The American military is scaling back its commandos in Africa by about 25 per cent, mainly in the continent’s west. At the same time, insurgents are attacking northern Burkina Faso and pushing south along the border with Niger toward areas previously untouched by extremist violence, including the Ivory Coast, Benin, Togo and Ghana, where the Pentagon has a logistics hub.

In one sign of the growing fear, a school in the Burkina Faso village of Bargo recently built a concrete wall around its buildings for greater protection. Just last month, two boys were kidnapped by extremists while they prayed at the nearby mosque.

Colonel Major Barmou trained at Fort Benning, Ga., and the National Defense University in Washington.

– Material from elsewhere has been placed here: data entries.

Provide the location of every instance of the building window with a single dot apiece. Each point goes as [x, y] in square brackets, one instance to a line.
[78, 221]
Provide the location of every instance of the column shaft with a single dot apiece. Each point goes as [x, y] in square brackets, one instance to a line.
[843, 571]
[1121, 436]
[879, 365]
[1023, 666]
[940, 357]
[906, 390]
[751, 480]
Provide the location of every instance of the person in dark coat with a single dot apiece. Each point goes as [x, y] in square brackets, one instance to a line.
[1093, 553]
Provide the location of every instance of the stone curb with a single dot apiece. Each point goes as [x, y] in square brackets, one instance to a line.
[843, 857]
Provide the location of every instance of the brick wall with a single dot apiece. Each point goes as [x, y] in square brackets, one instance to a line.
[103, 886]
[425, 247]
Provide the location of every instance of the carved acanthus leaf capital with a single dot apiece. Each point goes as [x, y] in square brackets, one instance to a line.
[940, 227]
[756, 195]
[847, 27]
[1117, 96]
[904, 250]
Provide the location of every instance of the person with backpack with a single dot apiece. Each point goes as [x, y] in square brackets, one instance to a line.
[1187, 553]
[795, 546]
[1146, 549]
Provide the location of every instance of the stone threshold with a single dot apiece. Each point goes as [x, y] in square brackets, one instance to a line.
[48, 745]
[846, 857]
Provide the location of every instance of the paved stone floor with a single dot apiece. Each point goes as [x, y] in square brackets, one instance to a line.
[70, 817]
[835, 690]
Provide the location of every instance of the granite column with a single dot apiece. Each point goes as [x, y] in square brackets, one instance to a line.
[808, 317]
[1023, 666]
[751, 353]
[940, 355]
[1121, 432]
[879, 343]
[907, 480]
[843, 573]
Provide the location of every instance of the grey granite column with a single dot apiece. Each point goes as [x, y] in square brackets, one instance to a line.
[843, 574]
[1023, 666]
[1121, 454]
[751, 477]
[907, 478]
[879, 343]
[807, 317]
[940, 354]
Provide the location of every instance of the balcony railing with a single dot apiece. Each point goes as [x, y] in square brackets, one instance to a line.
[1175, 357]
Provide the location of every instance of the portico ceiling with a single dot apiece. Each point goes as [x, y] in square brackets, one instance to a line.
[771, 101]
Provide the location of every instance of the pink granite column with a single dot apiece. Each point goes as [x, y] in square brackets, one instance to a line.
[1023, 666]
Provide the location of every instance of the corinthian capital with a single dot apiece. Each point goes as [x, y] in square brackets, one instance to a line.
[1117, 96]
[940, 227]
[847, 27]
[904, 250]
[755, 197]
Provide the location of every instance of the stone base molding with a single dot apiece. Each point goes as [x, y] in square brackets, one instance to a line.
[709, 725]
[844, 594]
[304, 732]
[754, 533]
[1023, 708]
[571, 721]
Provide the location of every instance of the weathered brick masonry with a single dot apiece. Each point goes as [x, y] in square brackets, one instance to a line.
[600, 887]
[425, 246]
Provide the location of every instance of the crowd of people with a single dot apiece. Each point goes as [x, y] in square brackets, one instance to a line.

His comments — which were echoed by other African officers concerned about Washington’s commitment to fighting violent extremism — came during a counterterrorism exercise in Burkina Faso last week that drew 2,000 military personnel from more than 30 African and Western countries.

The military’s Africa Command plans to cut 10 per cent of that personnel by January 2022, including about 300 Special Operations forces from the roughly 1,200 commandos who were deployed across the continent last year.

American commanders said the changes reflected the progress made by the African troops and denied that the United States was backing away from its commitment to the region.

Assessment

Our assessment is that the gradual withdrawal of US troops will leave a power vacuum which will likely be filed by Russian and Chinese defence contractors operating in the region. We believe that the US troop withdrawal is sending signals that the US President wants to keep his electoral promise of bringing home his soldiers. We feel that will undermine fragile democracies in West Africa and leave them at the mercy of violent non-state actors.